Reputation: 129
I'm trying to select rows up until a certain event type is reached. For example below we want to select all rows containing event1
until we reach a row containing event2
, partitioned by id
Input:
| id | type | sequence |
|--------|--------|----------|
| abc123 | event1 | 1 |
| abc123 | event1 | 2 |
| abc123 | event1 | 3 |
| abc123 | event2 | 4 |
| abc123 | event1 | 5 |
| abc123 | event1 | 6 |
| def456 | event1 | 4 |
| def456 | event1 | 5 |
| def456 | event2 | 6 |
| def456 | event1 | 7 |
| ghi789 | event2 | 1 |
| ghi789 | event1 | 2 |
| ghi789 | event1 | 3 |
Which would give the following result.
Output:
| id | type | sequence |
|--------|--------|----------|
| abc123 | event1 | 1 |
| abc123 | event1 | 2 |
| abc123 | event1 | 3 |
| abc123 | event2 | 4 |
| def456 | event1 | 4 |
| def456 | event1 | 5 |
| def456 | event2 | 6 |
| ghi789 | event2 | 1 |
I've tired ranking the data row_number() over(partition by id, type order by sequence) rank_
, in order to distinguish the data I want to select but can't work out the next step in actually defining the selection criteria.

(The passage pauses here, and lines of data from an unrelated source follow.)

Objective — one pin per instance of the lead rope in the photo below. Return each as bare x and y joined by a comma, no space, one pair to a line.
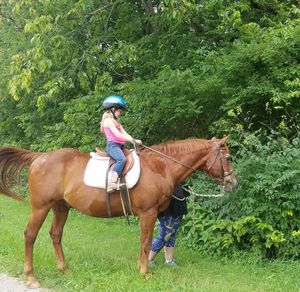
193,195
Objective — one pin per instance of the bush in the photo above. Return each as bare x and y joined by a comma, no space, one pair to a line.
262,215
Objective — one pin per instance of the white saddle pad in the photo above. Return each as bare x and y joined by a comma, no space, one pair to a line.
97,166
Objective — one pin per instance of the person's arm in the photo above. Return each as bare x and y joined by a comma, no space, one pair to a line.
137,141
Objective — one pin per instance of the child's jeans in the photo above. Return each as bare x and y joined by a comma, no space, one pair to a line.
115,150
167,227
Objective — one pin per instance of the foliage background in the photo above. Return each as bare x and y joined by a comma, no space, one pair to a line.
186,68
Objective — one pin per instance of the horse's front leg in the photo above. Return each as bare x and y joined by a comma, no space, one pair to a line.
147,220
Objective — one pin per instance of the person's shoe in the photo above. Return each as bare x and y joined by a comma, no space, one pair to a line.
112,187
171,263
151,264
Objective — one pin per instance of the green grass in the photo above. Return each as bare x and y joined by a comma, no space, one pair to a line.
102,256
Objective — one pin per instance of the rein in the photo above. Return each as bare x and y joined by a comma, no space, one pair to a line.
169,157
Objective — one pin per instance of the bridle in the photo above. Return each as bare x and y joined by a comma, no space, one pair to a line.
219,155
224,173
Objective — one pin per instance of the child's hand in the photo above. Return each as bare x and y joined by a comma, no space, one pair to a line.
137,141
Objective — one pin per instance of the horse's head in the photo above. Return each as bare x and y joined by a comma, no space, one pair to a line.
219,164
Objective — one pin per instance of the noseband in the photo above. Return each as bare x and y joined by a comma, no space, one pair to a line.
223,172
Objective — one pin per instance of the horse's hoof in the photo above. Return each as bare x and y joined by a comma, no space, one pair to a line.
148,275
32,284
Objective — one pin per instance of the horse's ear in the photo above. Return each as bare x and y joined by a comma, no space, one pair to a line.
223,140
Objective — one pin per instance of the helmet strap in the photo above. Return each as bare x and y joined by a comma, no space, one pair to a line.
113,112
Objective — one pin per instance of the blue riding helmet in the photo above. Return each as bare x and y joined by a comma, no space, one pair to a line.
114,101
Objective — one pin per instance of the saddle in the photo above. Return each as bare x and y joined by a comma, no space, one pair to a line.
128,155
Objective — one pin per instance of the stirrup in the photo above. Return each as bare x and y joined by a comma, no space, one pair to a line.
115,186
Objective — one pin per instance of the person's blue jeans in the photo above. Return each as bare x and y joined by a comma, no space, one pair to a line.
115,150
167,228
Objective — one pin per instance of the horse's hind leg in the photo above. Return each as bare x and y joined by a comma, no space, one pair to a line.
60,215
36,220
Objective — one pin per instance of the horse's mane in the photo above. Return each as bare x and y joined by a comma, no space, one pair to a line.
181,146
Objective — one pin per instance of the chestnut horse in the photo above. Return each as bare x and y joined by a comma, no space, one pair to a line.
55,181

I'm essentially wanting to define a condition that says:
select *
from table
where seq=<{integer appearing in sequence column when row features event2 in type column, partitioned by id}
Upvotes: 1
Views: 1036
Reputation: 172993
Below is for BigQuery Standard SQL
#standardSQL
SELECT * EXCEPT(flag) FROM (
SELECT id, type, sequence, 0 = COUNTIF(type = 'event2') OVER(win) flag
FROM `project.dataset.table`
WINDOW win AS (PARTITION BY id ORDER BY sequence ROWS BETWEEN UNBOUNDED PRECEDING AND 1 PRECEDING)
)
WHERE flag
You can test, play with above using sample data from your question as in below example
#standardSQL
WITH `project.dataset.table` AS (
SELECT 'abc123' id, 'event1' type, 1 sequence UNION ALL
SELECT 'abc123', 'event1', 2 UNION ALL
SELECT 'abc123', 'event1', 3 UNION ALL
SELECT 'abc123', 'event2', 4 UNION ALL
SELECT 'abc123', 'event1', 5 UNION ALL
SELECT 'abc123', 'event1', 6 UNION ALL
SELECT 'def456', 'event1', 4 UNION ALL
SELECT 'def456', 'event1', 5 UNION ALL
SELECT 'def456', 'event2', 6 UNION ALL
SELECT 'def456', 'event1', 7 UNION ALL
SELECT 'ghi789', 'event2', 1 UNION ALL
SELECT 'ghi789', 'event1', 2 UNION ALL
SELECT 'ghi789', 'event1', 3
)
SELECT * EXCEPT(flag) FROM (
SELECT id, type, sequence, 0 = COUNTIF(type = 'event2') OVER(win) flag
FROM `project.dataset.table`
WINDOW win AS (PARTITION BY id ORDER BY sequence ROWS BETWEEN UNBOUNDED PRECEDING AND 1 PRECEDING)
)
WHERE flag
-- ORDER BY id, sequence
with output
Row id type sequence
1 abc123 event1 1
2 abc123 event1 2
3 abc123 event1 3
4 abc123 event2 4
5 def456 event1 4
6 def456 event1 5
7 def456 event2 6
8 ghi789 event2 1
Upvotes: 0
Reputation: 1269873
You can use window functions to get the minimum sequence for "event2":
select t.*
from (select t.*,
min(case when type = 'event2' then sequence end) over (partition by id) as event2_sequence
from t
) t
where event2_sequence is null or
sequence <= event2_sequence;
Note: I am assume that if there is no "event2" then you want all rows. Also, if you have other events, then you might want to filter down to just "event1" and "event2".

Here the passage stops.